Прамниек опустил голову, хотел что-то сказать, но слова не сходили с языка. Он вышел бледный, понурый.

Силениек, прикусив нижнюю губу, угрюмо смотрел ему вслед. Он сердился и в то же время жалел этого человека.

Рано утром мамаша Лиепинь приехала в Ригу за Эллой. Та уже собрала все свои вещи, и их уложили на подводу. В ее положении оставаться в городе было безрассудством, поэтому Петер согласился с тем, что последние недели беременности Элле лучше провести у родителей. Там будет спокойнее.

– Если положение изменится, я за тобой приеду, – сказал он прощаясь. – Обязательно приеду. Обо мне особенно не беспокойся, я не пропаду. – И, нагнувшись к уху Эллы, застенчиво шепнул: – Заботься о малыше, люби его и за меня, пока я сам не смогу его приласкать.

– А ты береги себя, – наставляла его Элла, – не лезь в опасные места. Подумай о нас.

Вот они и расстались. Оставшись один, Петер Спаре мог целиком отдаться своему долгу, и он делал это без оглядки.

5

Прямо со станции Ояр Сникер направился в горком партии. Вся Лиепая была уже на ногах. Рабочие спешили на заводы. У газетных киосков вырастали длинные очереди. Люди надеялись найти в рижских газетах какие-нибудь сообщения о событиях, которые, как снег на голову, свалились на лиепайцев. На рассвете их разбудили сирены воздушной тревоги и разрывы бомб. В воздухе ревели моторы немецких бомбардировщиков. Они, как стая коршунов, повисли над городом, бомбили военный порт, железнодорожную станцию и стоящие на рейде суда.

Стреляла зенитная артиллерия. В воздух поднялись советские истребители. Началась война. По дороге в горком Ояр узнал все утренние события. Чувствовалось, что для каждого из этих людей, с напряженными, серьезными лицами стоявших на углах улиц, на площадях, у моста через канал, началась другая жизнь. Пульс города забился быстрее. Звеня, промчалась пожарная машина.

 
Если завтра война, если завтра в поход,
Будь сегодня к походу готов! —
 

звонко пели молодые голоса краснофлотцев. Стоя в грузовой машине с винтовками и автоматами в руках, они пронеслись по улице, и их песня еще долго-долго доносилась издали, пока ее не заглушили другие звуки. Какой-то пароход, с валившим из трубы дымом, вышел через ворота порта в море. Рыбачьи моторки стояли у берега, и облепленные чешуей рыбаки смущенно поглядывали на спокойное море. Странным казалось им, что сегодня они не могут выйти на лов.

Кабинет Буки был полон народа.

– Вот и хорошо, что приехал, – сказал он Ояру. – Лиепаю надо подготовить к войне. Лиепайцы хотят драться, и нам надо вооружить их.

Это было не заседание с пространными речами, а краткое совещание о плане действий. Как лучше оборонять свой город? Как драться с врагом, если он покажется у ворот города?

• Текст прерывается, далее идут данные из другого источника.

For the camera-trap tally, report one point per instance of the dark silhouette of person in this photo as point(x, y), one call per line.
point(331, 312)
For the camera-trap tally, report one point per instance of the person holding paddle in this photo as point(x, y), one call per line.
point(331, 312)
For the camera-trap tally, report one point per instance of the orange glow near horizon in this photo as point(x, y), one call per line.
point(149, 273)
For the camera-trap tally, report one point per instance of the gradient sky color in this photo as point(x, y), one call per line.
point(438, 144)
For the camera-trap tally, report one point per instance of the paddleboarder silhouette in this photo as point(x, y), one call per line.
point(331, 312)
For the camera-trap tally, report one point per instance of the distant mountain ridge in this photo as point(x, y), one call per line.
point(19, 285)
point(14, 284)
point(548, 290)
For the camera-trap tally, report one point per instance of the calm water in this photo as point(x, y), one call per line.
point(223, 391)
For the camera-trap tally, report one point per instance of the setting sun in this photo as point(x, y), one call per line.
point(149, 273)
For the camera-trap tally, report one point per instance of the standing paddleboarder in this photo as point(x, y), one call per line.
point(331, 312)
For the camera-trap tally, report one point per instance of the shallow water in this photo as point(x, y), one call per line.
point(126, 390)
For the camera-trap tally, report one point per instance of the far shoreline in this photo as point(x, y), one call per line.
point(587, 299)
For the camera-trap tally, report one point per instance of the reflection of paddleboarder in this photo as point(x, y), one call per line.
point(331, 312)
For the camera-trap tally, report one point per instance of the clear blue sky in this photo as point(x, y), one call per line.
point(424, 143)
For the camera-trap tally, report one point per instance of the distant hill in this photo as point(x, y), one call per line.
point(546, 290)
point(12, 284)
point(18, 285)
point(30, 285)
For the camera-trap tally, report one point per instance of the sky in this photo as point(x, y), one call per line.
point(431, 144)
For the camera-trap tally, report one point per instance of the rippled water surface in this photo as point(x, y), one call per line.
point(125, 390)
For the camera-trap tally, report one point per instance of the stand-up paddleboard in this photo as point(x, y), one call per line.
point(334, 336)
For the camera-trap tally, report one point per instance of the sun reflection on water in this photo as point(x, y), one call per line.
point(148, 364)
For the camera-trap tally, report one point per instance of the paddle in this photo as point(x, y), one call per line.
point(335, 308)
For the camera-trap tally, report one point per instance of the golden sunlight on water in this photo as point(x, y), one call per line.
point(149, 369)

Каждый излагал свое предложение в двух-трех словах. Само собой понятно – драться! Любой ценой удержать город, что бы ни случилось. Надо рыть окопы, вооружать рабочих, подготовиться к бою. Враг не заставит себя долго ждать, – достаточно было взглянуть на карту, чтобы убедиться в этом: расстояние от германской границы до Лиепаи хороший танк мог пройти в несколько часов. Совсем не требовалось быть большим стратегом и для того, чтобы понять, что немцы поспешат в самом начале войны захватить эту крупную военно-морскую базу.

Надо было ко всему приготовиться, не дожидаться, когда придут немцы.

«Быть наготове». С этой мыслью Ояр ушел с совещания, с нею пришел и на фабрику. И это были первые слова, с которыми он обратился к рабочим, собравшимся в помещении главного цеха.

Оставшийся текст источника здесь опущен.